По Руси - [39]
— Ушла, — печально ворчал Конёв. — Ну, однакож я её найду… я — настигну…
Мне не верилось в это и не хотелось этого.
Лет через пять я шагал по двору Метехского замка в Тифлисе, безуспешно пытаясь догадаться — за какие провинности посадили меня в эту тюрьму?
Картинно грозная извне, внутри она была наполнена весёлыми и мрачными юмористами — мне казалось, что все люди в ней устроили «с разрешения начальства» любительский спектакль и, как подростки, охотно, усердно, но — неумело играют плохо понятые роли арестантов, надзирателей, жандармов.
Сегодня, например, пришли в камеру мою надзиратель и жандарм, чтобы вести меня на прогулку, — я заявил им:
— Можно мне не гулять? Нездоров я, и не хочется…
Большой, русобородый красавец жандарм строго поднял палец вверх.
— Тебе хотеть не велено…
А надзиратель, чёрный, как трубочист, с большими синими белками глаз, подтвердил вывихнутым языком:
— Тута ныкому нэ вэлэно хотэть — знаишь?
И вот я — гуляю.
На дворе, мощённом камнем, жарко, точно в печи. Висит над ним плоский и мутный квадрат пыльного неба. С трёх сторон двор замыкают высокие серые стены, с четвёртой — ворота, с какой-то страховидной надстройкой над ними.
Сверху через крыши непрерывно вливается глухой шум бешеных волн рыжей Куры, воют торговцы на базаре Авлабара — азиатской части города; пересекая все звуки, ноет зурна, голуби воркуют где-то… Я чувствую себя внутри барабана, а по коже его бьют множеством палок.
Из двух линий окон вторых и третьих этажей смотрят сквозь решётки смуглые лица, курчавые головы туземцев, — один из них упрямо плюёт во двор, явно стараясь доплюнуть до меня, но только напрасно истощает силы.
Другой раздражённо и упрекающе кричит:
— Послушэты! Зачэм ходышь такым курицам? Хады галава вэрх!
Поют странную песню — вся она запутанная, точно моток шерсти, которым долго играла кошка. Тоскливо тянется и дрожит, развиваясь, высокая воющая нота, уходит всё глубже и глубже в пыльное тусклое небо и вдруг, взвизгнув, порвётся, спрячется куда-то, тихонько рыча, как зверь, побеждённый страхом. Потом снова вьётся змеёю, выползая из-за решётки на жаркую свободу.

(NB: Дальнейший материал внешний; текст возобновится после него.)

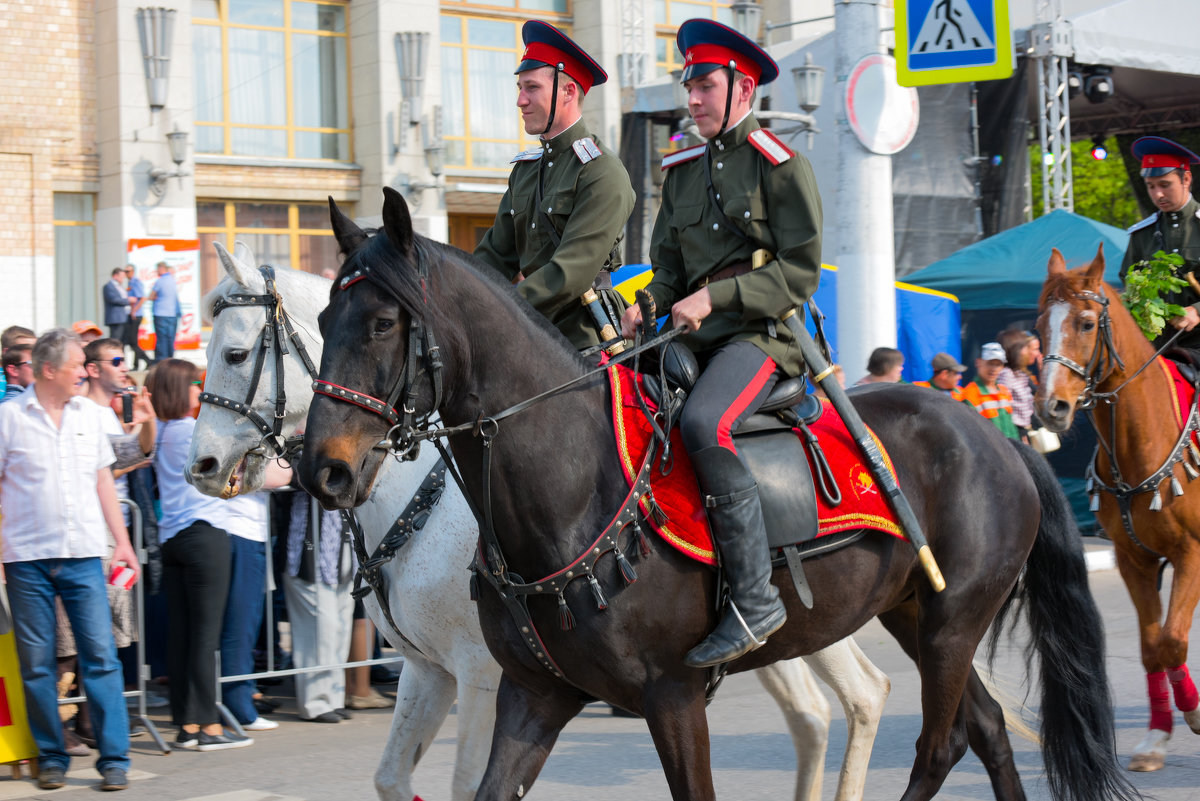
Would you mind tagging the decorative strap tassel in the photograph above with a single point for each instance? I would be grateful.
(565, 619)
(625, 567)
(598, 594)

Внимая этой песне, отдалённо знакомой мне, — звуками своими она говорит что-то понятное сердцу, больно трогающее его, — я хожу в тени тюремного корпуса, поглядывая на окна, и вижу — в рамке одного из железных квадратов вклеено чьё-то печально-удивлённое голубоглазое лицо, обросшее беспечно растрёпанной чёрной бородкой.
— Конёв? — вслух соображаю я.
Он, — на меня уставились, прищурясь, очень памятные мне глаза.
Оглядываюсь — мой надзиратель дремлет, сидя в тени на крыльце у входа в корпус, двое других играют в шашки, четвёртый, усмехаясь, смотрит, как двое уголовных качают воду, приговаривая в такт движению рычага:
— Машкам, — Дашкам, — Дашкам, — Машкам…
Я подхожу ближе к стене.
— Конёв — ты?
— Не могу признать, — бормочет он, втискивая голову в решётку, — а — верно: я — Конёв!
— За что?
— По фальшивой монете… только я совсем случайно, просто сказать — вовсе ни при чём я тут…
Надзиратель проснулся, гремят ключи, точно кандалы, он дремотно советует:
— Нэ стой… далши отходи, у стена — нэлза.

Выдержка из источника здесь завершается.